Cooking With Maple Water

If you follow culinary trends, it may have crossed your radar that maple water is having a moment. It’s being billed as a local-to-the-North-East version of coconut water – our own locavore Gatorade. It’s lightly sweet as well as rich in specific minerals. In South Korea, where people have been tapping trees and drinking maple water AKA maple sap for centuries, it’s considered “good for the bones.” In modern America, there are more than a few companies bottling sap for purchase, but if you live in or near the woods, you already have ample access to it. All you need is a drill, a tap, and a bucket and you can collect some water (most rural hardware stores sell taps plus these water-collecting buckets pictured here in this Mass Audubon photo). Late winter/early spring is the time to do this.
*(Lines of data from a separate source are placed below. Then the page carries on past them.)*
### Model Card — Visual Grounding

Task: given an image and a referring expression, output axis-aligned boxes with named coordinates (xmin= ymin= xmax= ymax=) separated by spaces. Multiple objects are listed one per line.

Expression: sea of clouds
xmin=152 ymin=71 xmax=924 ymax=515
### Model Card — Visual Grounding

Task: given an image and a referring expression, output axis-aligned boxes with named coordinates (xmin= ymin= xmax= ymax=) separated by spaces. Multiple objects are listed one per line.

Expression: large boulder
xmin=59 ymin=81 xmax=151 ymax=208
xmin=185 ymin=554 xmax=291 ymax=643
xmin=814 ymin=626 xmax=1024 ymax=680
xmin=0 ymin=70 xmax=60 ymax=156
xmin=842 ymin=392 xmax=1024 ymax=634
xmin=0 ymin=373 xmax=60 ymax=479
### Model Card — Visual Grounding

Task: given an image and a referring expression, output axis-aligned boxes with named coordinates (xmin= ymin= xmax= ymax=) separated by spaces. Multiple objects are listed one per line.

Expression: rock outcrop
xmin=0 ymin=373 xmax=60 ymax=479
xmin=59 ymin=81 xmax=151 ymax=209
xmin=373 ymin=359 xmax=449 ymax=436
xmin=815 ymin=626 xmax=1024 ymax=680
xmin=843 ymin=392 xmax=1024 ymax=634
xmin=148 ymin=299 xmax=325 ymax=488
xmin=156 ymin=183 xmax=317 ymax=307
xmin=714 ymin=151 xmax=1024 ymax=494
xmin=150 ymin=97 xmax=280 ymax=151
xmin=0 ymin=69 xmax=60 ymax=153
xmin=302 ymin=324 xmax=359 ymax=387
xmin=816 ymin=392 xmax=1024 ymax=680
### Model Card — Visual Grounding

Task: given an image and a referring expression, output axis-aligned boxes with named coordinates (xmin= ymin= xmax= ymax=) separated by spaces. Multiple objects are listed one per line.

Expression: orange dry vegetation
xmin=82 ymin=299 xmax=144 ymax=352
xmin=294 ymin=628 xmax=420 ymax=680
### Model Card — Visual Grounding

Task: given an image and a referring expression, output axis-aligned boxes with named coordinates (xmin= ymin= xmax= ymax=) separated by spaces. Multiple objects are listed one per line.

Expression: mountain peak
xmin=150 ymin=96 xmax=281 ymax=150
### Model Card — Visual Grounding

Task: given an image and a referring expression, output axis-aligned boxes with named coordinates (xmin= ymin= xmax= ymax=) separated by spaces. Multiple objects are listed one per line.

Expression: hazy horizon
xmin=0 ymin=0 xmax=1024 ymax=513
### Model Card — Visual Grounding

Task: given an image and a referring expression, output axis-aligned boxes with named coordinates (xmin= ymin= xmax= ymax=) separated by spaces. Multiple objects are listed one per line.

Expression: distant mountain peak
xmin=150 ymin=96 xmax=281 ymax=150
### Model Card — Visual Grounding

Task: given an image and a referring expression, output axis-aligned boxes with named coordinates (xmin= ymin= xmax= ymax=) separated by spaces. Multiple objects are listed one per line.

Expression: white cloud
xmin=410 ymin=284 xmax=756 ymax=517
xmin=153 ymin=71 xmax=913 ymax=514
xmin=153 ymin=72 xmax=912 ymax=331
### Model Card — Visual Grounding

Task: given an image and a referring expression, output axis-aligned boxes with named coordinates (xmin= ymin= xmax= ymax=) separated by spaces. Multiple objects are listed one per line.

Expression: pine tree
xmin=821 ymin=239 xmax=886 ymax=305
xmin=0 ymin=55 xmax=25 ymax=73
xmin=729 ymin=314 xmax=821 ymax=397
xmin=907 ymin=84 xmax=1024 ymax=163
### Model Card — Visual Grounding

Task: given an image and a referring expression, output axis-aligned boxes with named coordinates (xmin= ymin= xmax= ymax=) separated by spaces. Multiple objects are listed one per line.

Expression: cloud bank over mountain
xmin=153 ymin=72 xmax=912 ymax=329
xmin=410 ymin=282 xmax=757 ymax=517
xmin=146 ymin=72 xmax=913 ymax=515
Most people who bother to drill and collect maple water tap a whole lot of trees, then boil the water down to make maple syrup. But the water itself is good stuff and even if you only have one maple tree, you can tap it.

Cooking with Maple Sap

Maple water is refreshing cold (read up on boiling it first to kill off any bacteria). Warm it up and sip it like tea. Find a bar selling cocktails mixed with it. Or cook with it. The sweetness is extremely subtle so don’t expect it to add to a marinade or a stew what maple syrup does. Still, it could add a little something. Try it instead of water or broth in a stew, or a braise, or even with grains, and see what you think. One of the bottled sap brands, DrinkSeva, maintains a “cooking with maple water” board on Pinterest, which is full of cooking ideas. Their maple sap-braised chicken and rice recipe has a nice feel – so do the maple water-marinated spareribs.

Cooking with Maple Syrup

For a real jolt of sweetness and that nice thick stickiness, you’re going to want to use maple syrup. It’s the star ingredient of our thin-cut short rib marinade. Or try this maple mustard glazed pork shoulder from NPR. Many recipes call for maple syrup in a stew, including this Vermont winter beef stew on Food52. There are more than a few maple trees in Vermont, after all.